By contrast, Americans must navigate a long-term care system described in report by the National Academies of Sciences last year as “ineffective, inefficient, [and] fragmented.” Medicare, the federal program that insures older Americans, doesn’t cover long-term care. The wealthiest can afford quality care; those with less means must spend down their savings to get a Medicaid-funded nursing home bed.
The experience of the Obama years underscores the challenges of enacting long-term care legislation. Affordable Care Act architects backed a companion measure — also signed into law in 2010 — creating a federal insurance program. But because participation was voluntary, few young and healthy employees would contribute. The plan was ultimately deemed unworkable and repealed by Congress in 2013.
A push to resurrect a national program gained traction in the last session of Congress when then-Representative Thomas Suozzi of New York submitted a bill to create a long-term care fund. That bill failed to advance, and Suozzi stepped down from the House last year.
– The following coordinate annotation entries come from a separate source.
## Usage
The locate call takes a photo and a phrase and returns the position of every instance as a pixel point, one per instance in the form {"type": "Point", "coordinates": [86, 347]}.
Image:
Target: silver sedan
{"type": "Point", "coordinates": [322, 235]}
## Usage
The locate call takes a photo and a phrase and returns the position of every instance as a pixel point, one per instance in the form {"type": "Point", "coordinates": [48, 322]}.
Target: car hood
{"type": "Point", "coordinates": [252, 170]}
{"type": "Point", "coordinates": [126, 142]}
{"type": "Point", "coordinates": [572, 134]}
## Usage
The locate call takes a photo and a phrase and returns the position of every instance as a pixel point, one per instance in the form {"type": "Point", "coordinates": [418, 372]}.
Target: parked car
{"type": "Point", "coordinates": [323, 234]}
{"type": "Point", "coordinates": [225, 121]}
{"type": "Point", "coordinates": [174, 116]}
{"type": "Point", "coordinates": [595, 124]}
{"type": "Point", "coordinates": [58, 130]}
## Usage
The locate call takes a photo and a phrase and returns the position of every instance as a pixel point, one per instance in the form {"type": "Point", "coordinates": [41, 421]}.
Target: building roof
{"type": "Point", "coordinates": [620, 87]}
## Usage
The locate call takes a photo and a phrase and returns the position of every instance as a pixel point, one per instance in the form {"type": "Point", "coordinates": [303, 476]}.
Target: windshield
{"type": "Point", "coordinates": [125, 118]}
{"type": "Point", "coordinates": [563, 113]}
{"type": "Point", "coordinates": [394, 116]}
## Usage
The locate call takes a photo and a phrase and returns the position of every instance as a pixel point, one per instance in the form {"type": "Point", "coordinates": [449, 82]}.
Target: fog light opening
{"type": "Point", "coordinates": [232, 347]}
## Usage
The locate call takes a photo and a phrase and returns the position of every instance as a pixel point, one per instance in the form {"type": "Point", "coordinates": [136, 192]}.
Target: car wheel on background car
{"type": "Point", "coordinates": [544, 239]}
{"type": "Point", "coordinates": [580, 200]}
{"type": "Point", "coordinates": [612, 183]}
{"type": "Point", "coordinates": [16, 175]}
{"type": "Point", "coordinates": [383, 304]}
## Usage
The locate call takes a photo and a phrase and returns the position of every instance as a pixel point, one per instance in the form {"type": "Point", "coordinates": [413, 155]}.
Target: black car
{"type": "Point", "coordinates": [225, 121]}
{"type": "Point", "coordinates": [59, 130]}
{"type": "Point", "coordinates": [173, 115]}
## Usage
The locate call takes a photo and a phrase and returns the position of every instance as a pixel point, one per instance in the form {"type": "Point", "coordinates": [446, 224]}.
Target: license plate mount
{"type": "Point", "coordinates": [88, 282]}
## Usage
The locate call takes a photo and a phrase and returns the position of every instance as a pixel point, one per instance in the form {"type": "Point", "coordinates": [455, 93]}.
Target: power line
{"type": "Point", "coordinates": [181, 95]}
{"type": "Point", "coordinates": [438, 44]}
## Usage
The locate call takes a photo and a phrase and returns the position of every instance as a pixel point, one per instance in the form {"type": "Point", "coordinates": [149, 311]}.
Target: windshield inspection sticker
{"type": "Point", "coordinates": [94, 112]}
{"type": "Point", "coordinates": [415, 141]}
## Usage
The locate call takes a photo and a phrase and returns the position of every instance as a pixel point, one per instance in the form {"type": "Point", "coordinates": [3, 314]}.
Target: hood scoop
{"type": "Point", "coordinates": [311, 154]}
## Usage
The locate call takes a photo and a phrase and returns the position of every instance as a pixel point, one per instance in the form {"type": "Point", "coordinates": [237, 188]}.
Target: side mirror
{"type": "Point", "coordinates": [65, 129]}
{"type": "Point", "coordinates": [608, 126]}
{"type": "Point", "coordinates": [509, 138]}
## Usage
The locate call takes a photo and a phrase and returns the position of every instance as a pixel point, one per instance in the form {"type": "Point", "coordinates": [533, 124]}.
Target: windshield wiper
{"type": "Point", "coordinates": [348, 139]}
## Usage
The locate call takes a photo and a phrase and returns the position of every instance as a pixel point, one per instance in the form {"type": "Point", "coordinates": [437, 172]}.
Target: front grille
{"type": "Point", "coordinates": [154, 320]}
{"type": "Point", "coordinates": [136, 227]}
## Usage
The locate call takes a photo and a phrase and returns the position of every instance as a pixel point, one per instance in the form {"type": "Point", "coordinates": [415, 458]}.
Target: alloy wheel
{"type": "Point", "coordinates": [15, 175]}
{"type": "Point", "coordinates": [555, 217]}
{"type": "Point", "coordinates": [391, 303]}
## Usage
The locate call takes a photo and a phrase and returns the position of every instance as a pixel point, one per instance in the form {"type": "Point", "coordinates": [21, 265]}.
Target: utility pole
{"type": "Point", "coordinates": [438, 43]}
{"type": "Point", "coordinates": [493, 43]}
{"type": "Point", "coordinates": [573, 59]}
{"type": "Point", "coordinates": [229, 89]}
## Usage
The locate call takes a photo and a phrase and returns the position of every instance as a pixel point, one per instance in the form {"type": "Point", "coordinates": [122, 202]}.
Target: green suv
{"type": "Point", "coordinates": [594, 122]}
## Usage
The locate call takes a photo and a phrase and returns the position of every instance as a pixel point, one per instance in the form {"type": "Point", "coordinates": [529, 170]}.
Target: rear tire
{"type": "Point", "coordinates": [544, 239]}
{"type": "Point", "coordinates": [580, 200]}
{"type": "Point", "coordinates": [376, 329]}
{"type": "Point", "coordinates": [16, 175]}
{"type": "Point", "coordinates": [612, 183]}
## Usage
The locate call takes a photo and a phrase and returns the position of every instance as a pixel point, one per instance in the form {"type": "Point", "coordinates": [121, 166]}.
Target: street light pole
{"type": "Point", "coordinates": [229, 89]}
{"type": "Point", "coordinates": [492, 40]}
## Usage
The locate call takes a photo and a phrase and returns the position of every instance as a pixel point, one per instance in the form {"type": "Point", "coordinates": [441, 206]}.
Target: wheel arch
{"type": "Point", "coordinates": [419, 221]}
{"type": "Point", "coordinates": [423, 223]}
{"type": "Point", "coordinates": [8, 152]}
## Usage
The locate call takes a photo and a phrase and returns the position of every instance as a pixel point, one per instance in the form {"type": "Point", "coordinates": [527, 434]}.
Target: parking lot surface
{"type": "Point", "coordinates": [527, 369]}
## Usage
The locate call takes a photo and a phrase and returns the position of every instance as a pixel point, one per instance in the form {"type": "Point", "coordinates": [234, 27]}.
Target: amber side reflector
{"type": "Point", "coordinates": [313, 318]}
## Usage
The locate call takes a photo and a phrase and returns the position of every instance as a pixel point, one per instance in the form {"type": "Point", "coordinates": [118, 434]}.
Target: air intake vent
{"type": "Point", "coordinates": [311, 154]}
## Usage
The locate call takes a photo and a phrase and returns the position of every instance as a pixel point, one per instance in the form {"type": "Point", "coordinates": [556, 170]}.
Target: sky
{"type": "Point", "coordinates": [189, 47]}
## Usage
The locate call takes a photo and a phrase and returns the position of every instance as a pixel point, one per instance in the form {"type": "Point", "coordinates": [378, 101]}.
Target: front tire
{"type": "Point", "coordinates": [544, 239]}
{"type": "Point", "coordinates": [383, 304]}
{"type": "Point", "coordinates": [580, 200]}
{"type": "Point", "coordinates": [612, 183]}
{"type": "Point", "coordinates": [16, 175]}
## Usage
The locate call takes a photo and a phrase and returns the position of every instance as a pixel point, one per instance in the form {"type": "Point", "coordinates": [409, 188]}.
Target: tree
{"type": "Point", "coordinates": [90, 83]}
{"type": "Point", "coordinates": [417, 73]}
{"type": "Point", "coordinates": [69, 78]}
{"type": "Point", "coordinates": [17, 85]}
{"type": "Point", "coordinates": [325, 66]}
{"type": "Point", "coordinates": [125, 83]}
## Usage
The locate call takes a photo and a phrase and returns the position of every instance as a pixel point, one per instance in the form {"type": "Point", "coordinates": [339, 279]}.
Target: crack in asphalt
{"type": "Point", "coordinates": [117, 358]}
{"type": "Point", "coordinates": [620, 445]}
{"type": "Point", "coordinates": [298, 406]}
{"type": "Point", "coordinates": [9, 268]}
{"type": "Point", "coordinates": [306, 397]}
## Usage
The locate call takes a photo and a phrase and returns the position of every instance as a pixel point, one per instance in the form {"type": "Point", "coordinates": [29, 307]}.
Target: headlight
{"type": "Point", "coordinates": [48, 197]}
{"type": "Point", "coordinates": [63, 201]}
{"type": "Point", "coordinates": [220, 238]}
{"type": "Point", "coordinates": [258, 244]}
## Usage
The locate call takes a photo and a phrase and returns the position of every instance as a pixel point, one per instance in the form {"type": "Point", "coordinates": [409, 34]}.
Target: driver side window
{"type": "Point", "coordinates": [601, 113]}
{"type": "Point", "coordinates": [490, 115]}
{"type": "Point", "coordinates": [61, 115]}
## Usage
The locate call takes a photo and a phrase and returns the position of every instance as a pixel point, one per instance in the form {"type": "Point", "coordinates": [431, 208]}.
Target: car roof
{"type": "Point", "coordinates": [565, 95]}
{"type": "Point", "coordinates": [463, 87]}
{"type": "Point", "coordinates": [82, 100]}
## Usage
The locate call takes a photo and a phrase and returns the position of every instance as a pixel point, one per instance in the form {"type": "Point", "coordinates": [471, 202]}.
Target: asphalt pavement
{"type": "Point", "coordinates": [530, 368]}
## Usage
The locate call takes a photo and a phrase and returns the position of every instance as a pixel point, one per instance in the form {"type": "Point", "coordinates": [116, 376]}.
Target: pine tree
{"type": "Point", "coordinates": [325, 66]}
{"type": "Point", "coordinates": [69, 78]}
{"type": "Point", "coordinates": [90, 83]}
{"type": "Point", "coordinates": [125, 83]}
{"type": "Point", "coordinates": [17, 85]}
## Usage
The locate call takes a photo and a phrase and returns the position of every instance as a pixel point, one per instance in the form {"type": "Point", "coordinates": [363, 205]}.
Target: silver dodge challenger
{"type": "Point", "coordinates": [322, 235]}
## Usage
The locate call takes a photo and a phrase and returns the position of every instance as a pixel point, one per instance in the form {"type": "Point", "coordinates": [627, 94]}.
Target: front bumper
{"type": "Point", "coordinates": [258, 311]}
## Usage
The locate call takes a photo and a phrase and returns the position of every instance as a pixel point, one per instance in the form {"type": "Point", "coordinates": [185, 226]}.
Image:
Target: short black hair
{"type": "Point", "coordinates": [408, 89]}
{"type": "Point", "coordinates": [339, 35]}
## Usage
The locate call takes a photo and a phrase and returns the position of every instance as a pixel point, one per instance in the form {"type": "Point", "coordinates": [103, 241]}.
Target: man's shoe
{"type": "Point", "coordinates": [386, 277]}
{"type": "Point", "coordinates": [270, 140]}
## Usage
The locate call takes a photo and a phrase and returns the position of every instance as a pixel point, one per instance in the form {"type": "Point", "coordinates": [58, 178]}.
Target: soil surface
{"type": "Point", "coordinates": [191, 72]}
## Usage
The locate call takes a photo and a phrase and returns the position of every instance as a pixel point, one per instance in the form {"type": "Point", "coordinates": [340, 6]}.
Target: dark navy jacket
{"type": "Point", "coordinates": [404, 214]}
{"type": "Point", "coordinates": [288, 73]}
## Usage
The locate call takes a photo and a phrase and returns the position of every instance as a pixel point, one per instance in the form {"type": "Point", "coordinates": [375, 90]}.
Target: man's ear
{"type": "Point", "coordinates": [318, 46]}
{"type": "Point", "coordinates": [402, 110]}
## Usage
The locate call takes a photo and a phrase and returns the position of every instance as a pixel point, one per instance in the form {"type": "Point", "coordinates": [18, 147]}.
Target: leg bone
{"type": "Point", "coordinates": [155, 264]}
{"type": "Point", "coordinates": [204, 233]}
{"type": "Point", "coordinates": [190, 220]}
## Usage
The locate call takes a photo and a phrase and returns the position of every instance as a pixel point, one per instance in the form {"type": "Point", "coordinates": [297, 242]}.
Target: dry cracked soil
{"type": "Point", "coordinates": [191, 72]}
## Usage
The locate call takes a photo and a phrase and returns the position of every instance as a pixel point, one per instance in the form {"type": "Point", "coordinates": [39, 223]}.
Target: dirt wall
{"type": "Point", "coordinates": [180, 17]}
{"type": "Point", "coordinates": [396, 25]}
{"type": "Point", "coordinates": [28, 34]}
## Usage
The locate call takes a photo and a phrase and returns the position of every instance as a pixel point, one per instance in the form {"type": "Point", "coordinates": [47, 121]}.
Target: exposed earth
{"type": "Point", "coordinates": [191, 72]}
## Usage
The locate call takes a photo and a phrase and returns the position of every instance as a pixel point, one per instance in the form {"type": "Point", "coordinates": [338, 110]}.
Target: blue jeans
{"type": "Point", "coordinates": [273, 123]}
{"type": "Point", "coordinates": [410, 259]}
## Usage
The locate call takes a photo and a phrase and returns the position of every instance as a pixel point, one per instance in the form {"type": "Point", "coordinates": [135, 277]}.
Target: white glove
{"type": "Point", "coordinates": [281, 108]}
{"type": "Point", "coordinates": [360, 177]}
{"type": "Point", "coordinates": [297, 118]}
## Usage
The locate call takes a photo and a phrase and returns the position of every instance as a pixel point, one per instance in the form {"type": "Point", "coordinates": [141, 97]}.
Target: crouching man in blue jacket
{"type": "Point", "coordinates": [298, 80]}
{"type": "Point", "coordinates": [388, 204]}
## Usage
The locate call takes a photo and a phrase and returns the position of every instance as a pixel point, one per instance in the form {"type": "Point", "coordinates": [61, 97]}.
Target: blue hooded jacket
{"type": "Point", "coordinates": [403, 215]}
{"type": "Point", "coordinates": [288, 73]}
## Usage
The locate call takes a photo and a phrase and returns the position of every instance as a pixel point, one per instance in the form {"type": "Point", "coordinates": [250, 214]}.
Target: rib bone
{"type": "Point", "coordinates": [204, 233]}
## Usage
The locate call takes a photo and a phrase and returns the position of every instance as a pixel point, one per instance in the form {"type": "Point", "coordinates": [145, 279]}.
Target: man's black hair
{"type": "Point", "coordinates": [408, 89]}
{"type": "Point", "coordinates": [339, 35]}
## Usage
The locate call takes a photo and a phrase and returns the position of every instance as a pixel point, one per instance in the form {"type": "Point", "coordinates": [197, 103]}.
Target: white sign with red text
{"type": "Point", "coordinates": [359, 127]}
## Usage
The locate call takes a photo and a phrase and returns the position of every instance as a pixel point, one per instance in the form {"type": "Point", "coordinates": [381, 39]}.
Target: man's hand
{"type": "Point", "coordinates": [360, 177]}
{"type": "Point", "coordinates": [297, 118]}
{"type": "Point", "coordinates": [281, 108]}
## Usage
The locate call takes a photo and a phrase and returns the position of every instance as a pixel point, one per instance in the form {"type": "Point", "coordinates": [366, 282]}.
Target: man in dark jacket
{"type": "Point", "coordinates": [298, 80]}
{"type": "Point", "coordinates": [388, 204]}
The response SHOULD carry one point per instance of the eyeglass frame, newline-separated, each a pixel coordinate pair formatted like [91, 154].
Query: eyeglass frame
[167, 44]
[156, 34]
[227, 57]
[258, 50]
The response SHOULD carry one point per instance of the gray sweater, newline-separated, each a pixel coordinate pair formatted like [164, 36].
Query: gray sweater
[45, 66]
Now senior advocates are scrambling to find new sponsors. For a federal program to succeed, it will have to be underpinned by mandatory contributions to assure a robust insurance pool, said elder care consultant Joanne Lynn, a professor at George Washington University who helped craft the Suozzi bill.
But it looks to be an uphill climb because long-term care insurance lacks bipartisan support in Congress. It isn’t seen as the kind of hot-button issue, like gun violence or climate change, that draws a public clamor.
“We have to be able to think 30 to 50 years into the future,” Lynn said. “It’s hard to get Americans to think more than two or three years.”